Version: 3.2 (latest)

Upgrade Data Migrator

We recommend you regularly upgrade Data Migrator so you can take advantage of new functionality and other improvements. To upgrade, run through the prerequisites covered below and then run a newer version of the Data Migrator installer. The installer upgrades your Data Migrator instance to the new version.

Before you upgrade

Read through the following section before you begin a product upgrade.

When you upgrade, you'll probably need to make some configuration changes.

Files in the /etc/wandisco directory contain custom configuration changes. The files generally used for configuration are:

/etc/wandisco/livedata-migrator/application.properties
/etc/wandisco/livedata-migrator/vars.env
/etc/wandisco/ui/application-prod.properties
/etc/wandisco/ui/vars.env
/etc/wandisco/hivemigrator/application.properties
/etc/wandisco/hivemigrator/vars.sh
/etc/wandisco/hivemigrator/user-vars.sh

Existing configuration

New versions can introduce additional configuration properties and improved default values.

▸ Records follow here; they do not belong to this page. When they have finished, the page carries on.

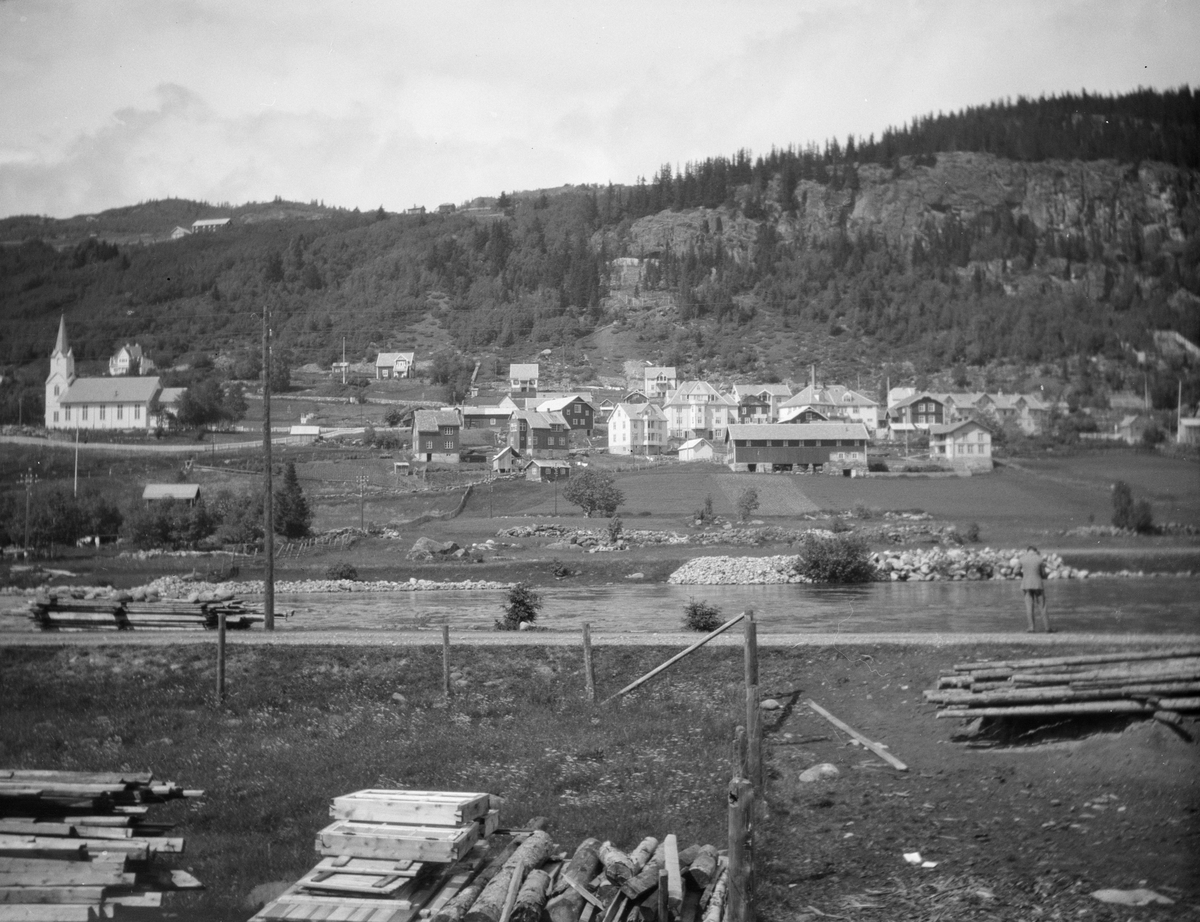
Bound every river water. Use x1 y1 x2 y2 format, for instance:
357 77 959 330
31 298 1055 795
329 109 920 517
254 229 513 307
275 576 1200 634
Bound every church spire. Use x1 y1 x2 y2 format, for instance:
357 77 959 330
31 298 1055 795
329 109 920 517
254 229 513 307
50 315 71 355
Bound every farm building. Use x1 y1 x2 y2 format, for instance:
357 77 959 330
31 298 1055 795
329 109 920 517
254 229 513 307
929 419 991 471
526 457 571 484
413 409 462 465
142 484 200 505
725 423 869 477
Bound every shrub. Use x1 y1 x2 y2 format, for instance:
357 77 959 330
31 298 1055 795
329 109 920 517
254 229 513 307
738 486 758 522
496 582 542 630
325 561 359 580
1112 480 1154 532
563 471 625 517
683 599 724 634
796 533 875 582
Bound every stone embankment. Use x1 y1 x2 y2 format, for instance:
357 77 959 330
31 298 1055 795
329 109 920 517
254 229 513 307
667 547 1192 586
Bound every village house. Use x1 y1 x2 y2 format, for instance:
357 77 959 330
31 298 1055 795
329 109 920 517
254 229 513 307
534 394 595 436
725 423 870 477
413 409 462 465
108 343 154 377
929 419 991 471
678 438 714 461
192 217 232 234
509 409 571 459
779 384 880 435
608 403 667 455
509 361 538 395
376 352 416 381
662 381 738 438
733 384 792 423
46 317 175 431
642 365 679 400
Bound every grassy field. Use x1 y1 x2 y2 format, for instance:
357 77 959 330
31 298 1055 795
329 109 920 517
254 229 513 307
0 640 1200 922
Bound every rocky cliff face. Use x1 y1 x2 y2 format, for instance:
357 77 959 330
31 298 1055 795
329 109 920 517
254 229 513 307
628 154 1200 295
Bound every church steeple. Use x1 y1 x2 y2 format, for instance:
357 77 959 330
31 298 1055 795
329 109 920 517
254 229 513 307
50 313 73 359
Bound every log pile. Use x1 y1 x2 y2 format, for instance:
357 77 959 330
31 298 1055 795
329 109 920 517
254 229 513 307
924 647 1200 723
0 768 203 922
29 594 263 630
251 790 726 922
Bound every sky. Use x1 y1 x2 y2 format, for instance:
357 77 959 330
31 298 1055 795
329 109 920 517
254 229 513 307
0 0 1200 217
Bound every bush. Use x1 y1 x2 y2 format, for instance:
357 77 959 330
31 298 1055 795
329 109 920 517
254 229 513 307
1112 480 1154 532
683 599 724 634
563 471 625 519
325 561 359 580
796 534 875 582
496 582 542 630
738 486 758 522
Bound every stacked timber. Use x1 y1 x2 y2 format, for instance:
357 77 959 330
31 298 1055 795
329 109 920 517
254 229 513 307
29 594 263 630
924 647 1200 723
252 790 499 922
0 768 203 922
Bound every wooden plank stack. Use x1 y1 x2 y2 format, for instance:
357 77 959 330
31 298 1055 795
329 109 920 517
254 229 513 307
252 789 499 922
0 768 203 922
251 790 726 922
924 647 1200 723
29 595 263 630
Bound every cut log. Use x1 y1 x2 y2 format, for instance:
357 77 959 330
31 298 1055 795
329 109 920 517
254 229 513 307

Compare your existing configuration and apply any new properties or applicable values supplied with the new configuration files included with your latest version. Check the release notes for changes to these files and make any changes before you restart services.

RPM

For RPM-based installations, your modified configuration is preserved when an RPM upgrade is applied. The latest(new) configuration is saved to the same folder with a .rpmnew extension. Compare your existing configuration and apply any new properties or applicable values supplied with the new configuration files included with your latest version.

Debian based

If you’re on a Debian-based system, your current configuration will be saved with the .dpkg-old extension and no longer used. A new version of configuration file containing any new defaults and property features will be created and used. Compare new config and add your existing custom configuration to your new configuration before restarting services.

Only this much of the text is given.